According to Agnes Callamard, the United Nations Special Rapporteur on Extra-Judicial Executions, the use of torture, the unfair trial and the fact that the accused were convicted on the basis of flimsy evidence turned these executions into extrajudicial killings.
Human rights defenders, journalists, media outlets and online bloggers continue to be targeted in Bahrain for reporting and expressing their opinions and beliefs. Further legislative restrictions were introduced that could be used to target human rights defenders, journalists, protestors and ordinary citizens using social media.
On 5th January, the Bahrain government issued Royal Decree 1/2017 granting the National Security Agency (NSA) judicial powers to arrest and detain civilians suspected of involvement in "terror crimes". NSA officials had already played a leading role in the brutal suppression of the 2011 pro-democracy protests, and the Bahrain Independent Commission of Inquiry (BICI) had issued recommendation 1718, requiring the Bahraini government to strip the NSA of law enforcement powers and limit its role to information gathering.
Nabeel Rajab, Bahrain’s most high profile human rights defender, remains in detention. After a hearing on 28th December he was kept detained despite a court order to release him. He was taken back into custody in relation to a different investigation over televised interviews dating back to 2015 and early 2016. Numerous organisations have repeatedly called for his release but have so far been unheeded.
On 16th January, a hearing was scheduled to take place in the trial of Bahraini human rights defender and award-winning journalist Nazeeha Saeed. The hearing was later postponed until 28th February. As reported by the Gulf Center for Human Rights, Saeed had been summoned for interrogation on 17th July and charged with unlawfully working for international media under Article 88 of Law 47/2002. This article prevents all Bahraini journalists working for foreign news agencies from freely conducting their work without first obtaining a license from the Ministry of Information Affairs (MIA), which must be renewed annually. Saeed had applied for renewal of her license but her application had been arbitrarily rejected.
As documented by Americans for Democracy & Human Rights in Bahrain (ADHRB):
"Nazeeha Saeed is only one of many journalists, photographers, and bloggers targeted by Bahraini authorities since the Arab Spring protests. Since 2011, government authorities have detained, harassed, or tortured journalists, including Saeed, Qasim Zainal Deen, and photographer Ahmed Humaidan, for documenting the government’s suppression of demonstrations. In 2016, Reporters without Borders ranked Bahrain 162nd out of 180 countries on its press freedom index, and at least six journalists are currently imprisoned in Bahrain. Many more individuals are detained on charges related to social media use and other forms of free speech"
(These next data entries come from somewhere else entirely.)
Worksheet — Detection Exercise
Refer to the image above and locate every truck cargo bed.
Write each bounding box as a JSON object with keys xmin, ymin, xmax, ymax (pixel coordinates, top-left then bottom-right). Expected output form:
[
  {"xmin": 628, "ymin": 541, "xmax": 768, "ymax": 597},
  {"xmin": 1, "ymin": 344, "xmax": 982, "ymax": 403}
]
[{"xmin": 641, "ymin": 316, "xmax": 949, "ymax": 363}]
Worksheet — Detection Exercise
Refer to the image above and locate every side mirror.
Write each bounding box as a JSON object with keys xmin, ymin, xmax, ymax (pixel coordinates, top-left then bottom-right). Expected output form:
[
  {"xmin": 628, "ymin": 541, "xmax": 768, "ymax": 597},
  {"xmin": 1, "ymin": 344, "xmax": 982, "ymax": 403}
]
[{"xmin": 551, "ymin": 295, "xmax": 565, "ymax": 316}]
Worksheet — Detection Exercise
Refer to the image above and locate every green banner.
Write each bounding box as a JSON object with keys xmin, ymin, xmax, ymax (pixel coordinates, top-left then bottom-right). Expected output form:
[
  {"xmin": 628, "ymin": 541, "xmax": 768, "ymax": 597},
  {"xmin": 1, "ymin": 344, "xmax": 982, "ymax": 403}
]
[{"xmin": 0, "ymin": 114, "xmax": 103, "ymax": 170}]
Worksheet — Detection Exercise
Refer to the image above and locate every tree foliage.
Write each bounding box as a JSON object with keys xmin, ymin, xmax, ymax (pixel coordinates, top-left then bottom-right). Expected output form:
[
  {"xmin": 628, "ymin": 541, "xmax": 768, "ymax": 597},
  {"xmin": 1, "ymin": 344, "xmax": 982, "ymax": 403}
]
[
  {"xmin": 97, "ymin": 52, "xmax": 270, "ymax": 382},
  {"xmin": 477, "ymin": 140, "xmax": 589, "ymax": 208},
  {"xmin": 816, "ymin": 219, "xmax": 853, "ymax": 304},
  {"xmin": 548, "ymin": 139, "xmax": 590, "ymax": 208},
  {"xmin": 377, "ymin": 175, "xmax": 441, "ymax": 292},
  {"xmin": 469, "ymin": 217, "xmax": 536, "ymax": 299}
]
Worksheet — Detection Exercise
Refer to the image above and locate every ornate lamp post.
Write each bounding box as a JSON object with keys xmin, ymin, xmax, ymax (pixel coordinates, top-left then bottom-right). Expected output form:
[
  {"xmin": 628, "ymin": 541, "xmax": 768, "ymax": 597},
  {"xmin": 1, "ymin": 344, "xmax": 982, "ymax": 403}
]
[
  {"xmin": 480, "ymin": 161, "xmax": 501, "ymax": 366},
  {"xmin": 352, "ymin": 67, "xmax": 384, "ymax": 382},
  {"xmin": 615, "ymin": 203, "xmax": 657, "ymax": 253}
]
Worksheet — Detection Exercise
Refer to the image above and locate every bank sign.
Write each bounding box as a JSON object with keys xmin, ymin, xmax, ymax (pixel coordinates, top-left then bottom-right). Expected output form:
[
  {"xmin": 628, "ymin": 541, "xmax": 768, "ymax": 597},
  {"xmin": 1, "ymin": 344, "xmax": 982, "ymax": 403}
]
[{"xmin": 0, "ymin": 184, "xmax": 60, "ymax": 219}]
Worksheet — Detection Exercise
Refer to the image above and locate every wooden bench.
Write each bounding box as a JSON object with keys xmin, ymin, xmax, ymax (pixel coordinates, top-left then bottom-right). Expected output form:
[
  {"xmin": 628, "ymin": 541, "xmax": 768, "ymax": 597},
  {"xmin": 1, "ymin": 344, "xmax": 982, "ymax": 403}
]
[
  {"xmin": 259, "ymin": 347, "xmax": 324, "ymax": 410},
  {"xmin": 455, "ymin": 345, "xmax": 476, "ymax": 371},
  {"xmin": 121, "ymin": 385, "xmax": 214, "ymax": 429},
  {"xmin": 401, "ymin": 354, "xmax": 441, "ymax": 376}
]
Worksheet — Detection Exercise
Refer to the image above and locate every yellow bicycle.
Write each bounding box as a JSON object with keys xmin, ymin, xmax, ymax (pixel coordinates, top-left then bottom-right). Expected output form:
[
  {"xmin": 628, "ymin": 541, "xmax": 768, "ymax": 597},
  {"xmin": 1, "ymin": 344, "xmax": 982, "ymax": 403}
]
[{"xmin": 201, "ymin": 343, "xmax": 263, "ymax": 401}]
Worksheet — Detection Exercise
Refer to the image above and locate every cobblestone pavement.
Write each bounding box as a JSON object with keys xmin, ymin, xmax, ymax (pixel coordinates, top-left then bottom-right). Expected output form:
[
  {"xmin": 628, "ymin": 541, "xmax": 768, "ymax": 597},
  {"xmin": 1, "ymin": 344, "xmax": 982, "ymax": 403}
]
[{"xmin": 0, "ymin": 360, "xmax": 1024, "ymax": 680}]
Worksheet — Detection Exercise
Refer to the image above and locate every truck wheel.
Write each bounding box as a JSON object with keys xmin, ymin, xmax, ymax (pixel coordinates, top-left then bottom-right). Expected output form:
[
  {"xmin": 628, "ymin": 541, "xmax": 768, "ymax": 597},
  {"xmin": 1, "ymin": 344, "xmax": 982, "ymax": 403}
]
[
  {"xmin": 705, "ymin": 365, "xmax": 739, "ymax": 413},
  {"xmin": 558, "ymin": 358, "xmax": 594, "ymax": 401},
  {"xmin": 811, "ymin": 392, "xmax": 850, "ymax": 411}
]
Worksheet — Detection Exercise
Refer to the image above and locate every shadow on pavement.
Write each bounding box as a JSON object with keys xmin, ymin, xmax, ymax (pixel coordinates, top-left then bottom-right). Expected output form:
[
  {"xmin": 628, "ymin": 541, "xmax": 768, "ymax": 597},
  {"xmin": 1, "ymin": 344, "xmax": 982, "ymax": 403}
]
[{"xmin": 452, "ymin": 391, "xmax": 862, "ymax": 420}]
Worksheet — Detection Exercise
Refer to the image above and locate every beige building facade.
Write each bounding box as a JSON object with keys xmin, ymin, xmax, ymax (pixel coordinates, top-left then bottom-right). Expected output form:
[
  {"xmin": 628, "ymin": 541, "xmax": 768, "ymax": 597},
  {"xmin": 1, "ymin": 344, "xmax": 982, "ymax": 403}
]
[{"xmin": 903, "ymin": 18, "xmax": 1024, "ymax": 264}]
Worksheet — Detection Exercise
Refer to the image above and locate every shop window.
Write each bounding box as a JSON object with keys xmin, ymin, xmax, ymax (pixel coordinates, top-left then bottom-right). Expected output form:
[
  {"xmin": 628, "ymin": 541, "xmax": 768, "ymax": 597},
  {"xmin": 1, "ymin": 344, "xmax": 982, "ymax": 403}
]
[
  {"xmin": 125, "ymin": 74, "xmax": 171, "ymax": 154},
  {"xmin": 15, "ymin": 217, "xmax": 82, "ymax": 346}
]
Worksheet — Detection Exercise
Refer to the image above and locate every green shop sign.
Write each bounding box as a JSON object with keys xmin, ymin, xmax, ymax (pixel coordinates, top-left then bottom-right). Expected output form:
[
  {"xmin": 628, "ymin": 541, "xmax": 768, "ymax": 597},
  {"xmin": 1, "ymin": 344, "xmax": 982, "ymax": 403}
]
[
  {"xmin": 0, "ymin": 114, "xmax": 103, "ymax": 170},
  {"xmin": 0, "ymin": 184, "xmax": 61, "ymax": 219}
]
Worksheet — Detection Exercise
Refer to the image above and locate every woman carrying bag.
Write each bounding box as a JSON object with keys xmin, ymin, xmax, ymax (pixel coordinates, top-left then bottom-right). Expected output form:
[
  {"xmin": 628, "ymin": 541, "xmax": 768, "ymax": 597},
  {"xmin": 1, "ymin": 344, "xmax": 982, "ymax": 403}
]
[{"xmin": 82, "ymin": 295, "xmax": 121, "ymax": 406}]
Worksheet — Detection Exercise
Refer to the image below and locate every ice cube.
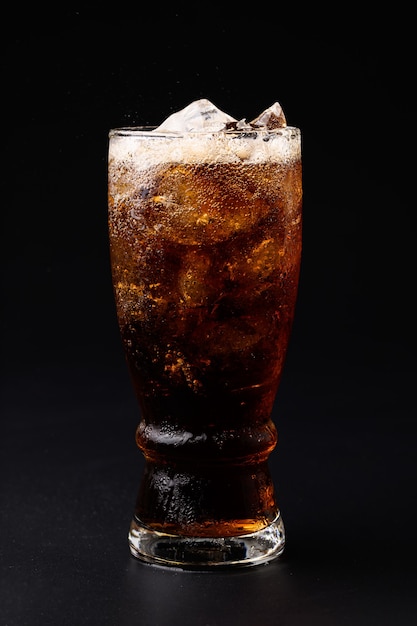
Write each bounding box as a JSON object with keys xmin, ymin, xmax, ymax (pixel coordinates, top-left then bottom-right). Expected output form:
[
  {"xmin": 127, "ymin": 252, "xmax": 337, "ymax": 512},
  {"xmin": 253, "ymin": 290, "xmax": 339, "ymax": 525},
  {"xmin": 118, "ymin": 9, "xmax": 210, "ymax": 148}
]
[
  {"xmin": 251, "ymin": 102, "xmax": 287, "ymax": 130},
  {"xmin": 155, "ymin": 98, "xmax": 236, "ymax": 133}
]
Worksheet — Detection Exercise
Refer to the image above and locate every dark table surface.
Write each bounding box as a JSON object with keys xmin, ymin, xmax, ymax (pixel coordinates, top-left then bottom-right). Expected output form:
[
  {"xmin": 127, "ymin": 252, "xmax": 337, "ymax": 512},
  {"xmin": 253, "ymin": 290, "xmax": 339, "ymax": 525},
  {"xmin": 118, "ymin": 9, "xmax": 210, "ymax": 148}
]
[
  {"xmin": 0, "ymin": 325, "xmax": 417, "ymax": 626},
  {"xmin": 0, "ymin": 4, "xmax": 417, "ymax": 626}
]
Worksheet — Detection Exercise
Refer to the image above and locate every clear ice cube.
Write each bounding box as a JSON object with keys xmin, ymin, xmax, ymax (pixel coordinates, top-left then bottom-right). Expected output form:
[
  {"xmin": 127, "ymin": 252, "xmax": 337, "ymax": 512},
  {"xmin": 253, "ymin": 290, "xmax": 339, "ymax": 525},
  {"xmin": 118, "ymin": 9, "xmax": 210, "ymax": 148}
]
[
  {"xmin": 251, "ymin": 102, "xmax": 287, "ymax": 130},
  {"xmin": 156, "ymin": 98, "xmax": 236, "ymax": 133}
]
On 17th January, the MIA suspended the online edition of the only independent newspaper in the country, Al-Wasat, for "repeated publication of material inciting division in the community, jeopardizing national unity and disrupting public peace". No further evidence or justification was provided to back these accusations. The suppression of Al-Wasat’s online edition came a day after the controversial executions of Ali Al-Singace, Abbas Al-Samea and Sami Mushaima by firing squad. Al-Wasat was the only newspaper in Bahrain whose 16th January print edition carried front-page headlines of the execution. The newspaper also included photos of the executed victims, the views of independent local and international NGOs, and reporting on the popular reaction in the streets.
The forced shut down of Al-Wefaq, Bahrain’s largest political opposition group, was amongst concerns raised at the UN General Assembly by the US government representative on 14th December. The Bahraini government spokesperson responded by stating that the Bahraini authorities had dissolved the organisation because its rhetoric “encouraged violent extremism, sectarian discord, and sedition”, but again failed to substantiate any of these allegations, according to the Bahrain Centre for Human Rights.